We still need to prove that our guess will always fall in bewteen [-N,2N]

By recurrence, suppose that c (our previous guess) is in [a-(a+b), b+(a+b)] = [-b,a+2b]

Then d = a+b-c <= a+b-(-b) <= a+2b and d = a+b-c >= a+b-(a+2b) >= -b

Initial case: a=1, b=N, c=1, c is indeed in [-b,a+2*b]

QED

Answer 2

This was a task at IOI 2010, for which I sat on the Host Scientific Committee. (We asked for an optimal solution instead of simply lg N + O(1), and what follows is not quite optimal.)

Not swinging outside -N .. 2N and using lg N + 2 guesses is straightforward; all you need to do is show that the obvious translation of binary search works.

Once you have something that doesn't swing outside -N .. 2N and takes lg N + 2 guesses, do this:

Guess N/2, then N/2+1. This tells you which half of the array the answer is in. Then guess the end of that half-array. You're either in one of the two "middle" quarters or you're in one of the two "end" quarters. If you're in a middle quarter, do the thing before and you win in lg N + 4 guesses. The ends are slightly trickier.

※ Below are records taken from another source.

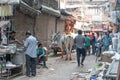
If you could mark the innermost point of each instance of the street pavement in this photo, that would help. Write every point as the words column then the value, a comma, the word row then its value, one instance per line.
column 60, row 69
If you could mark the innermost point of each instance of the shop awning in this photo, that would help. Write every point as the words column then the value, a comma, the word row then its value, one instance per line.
column 3, row 23
column 50, row 11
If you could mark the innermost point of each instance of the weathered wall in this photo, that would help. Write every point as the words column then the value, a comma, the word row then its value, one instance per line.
column 22, row 23
column 44, row 26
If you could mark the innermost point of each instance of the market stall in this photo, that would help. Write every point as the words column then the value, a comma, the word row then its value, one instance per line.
column 16, row 65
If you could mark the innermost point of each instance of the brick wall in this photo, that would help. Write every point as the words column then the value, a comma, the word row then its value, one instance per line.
column 44, row 27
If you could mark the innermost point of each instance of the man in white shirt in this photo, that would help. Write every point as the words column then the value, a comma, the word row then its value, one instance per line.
column 30, row 44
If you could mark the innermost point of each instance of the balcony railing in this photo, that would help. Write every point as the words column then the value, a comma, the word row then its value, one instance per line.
column 49, row 3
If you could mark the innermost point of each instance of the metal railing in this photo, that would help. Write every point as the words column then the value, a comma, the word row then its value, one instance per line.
column 49, row 3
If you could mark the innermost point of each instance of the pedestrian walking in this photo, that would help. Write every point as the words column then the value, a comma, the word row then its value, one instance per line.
column 87, row 44
column 41, row 55
column 80, row 48
column 106, row 41
column 12, row 40
column 30, row 44
column 93, row 43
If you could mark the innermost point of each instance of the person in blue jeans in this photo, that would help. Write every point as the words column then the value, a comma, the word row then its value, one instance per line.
column 41, row 55
column 80, row 47
column 106, row 41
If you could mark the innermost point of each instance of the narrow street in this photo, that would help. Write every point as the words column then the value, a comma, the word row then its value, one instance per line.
column 59, row 69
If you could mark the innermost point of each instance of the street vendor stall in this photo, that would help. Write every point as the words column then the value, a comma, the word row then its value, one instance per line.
column 16, row 65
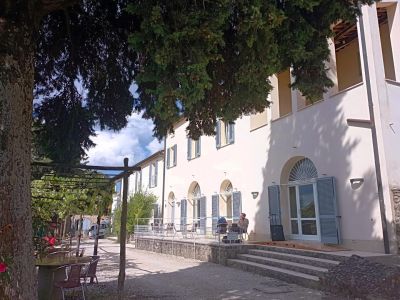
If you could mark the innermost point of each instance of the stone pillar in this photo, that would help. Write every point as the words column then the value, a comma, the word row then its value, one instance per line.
column 396, row 207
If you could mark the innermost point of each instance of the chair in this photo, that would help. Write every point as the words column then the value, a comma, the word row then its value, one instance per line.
column 90, row 271
column 57, row 254
column 73, row 280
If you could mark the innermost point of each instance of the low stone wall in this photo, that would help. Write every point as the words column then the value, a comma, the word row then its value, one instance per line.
column 211, row 252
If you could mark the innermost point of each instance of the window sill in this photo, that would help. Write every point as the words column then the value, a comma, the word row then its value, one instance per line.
column 392, row 82
column 256, row 128
column 282, row 117
column 223, row 146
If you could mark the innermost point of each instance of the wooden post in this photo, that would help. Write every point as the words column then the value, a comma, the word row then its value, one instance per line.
column 122, row 239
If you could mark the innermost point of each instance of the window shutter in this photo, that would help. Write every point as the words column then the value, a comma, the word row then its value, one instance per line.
column 203, row 214
column 168, row 157
column 214, row 211
column 136, row 181
column 328, row 212
column 236, row 205
column 231, row 133
column 274, row 205
column 218, row 134
column 155, row 173
column 183, row 214
column 150, row 172
column 175, row 154
column 189, row 149
column 198, row 147
column 140, row 180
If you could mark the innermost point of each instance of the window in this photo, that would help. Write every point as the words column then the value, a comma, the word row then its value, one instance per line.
column 258, row 120
column 193, row 148
column 225, row 133
column 386, row 32
column 153, row 172
column 171, row 156
column 281, row 95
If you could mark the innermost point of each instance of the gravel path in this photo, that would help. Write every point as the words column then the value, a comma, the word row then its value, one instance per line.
column 157, row 276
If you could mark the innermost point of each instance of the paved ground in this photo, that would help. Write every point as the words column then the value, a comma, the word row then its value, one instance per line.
column 157, row 276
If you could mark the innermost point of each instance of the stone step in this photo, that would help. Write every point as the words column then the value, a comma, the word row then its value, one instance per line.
column 302, row 252
column 289, row 265
column 308, row 260
column 276, row 272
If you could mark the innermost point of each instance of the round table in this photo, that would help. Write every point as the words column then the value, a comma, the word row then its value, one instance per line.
column 48, row 274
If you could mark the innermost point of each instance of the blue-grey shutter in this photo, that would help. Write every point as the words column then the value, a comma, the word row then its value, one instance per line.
column 150, row 172
column 175, row 154
column 155, row 173
column 136, row 181
column 218, row 134
column 236, row 206
column 173, row 213
column 168, row 157
column 198, row 148
column 214, row 211
column 140, row 181
column 189, row 149
column 274, row 203
column 183, row 214
column 231, row 133
column 203, row 214
column 327, row 206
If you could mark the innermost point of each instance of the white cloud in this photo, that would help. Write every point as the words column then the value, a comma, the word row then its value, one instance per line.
column 135, row 141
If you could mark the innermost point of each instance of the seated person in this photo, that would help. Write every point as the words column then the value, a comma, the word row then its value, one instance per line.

Suppose I need to guess a number in 1 .. K without straying outside 1 .. N and my last guess was 1. If I guess K/2 and I'm colder, then I next guess 1; I spent two guesses to get a similar subproblem that's 1/4 the size. If K/2 is hotter, I know the answer is in K/4 .. K. Guess K/2-1 next. The two subcases are K/4 .. K/2-1 and K/2 .. K, both of which are nice. But it took me three guesses to (in the worst-case) halve the size of the problem; if I ever do this, I wind up doing lg N + 6 guesses.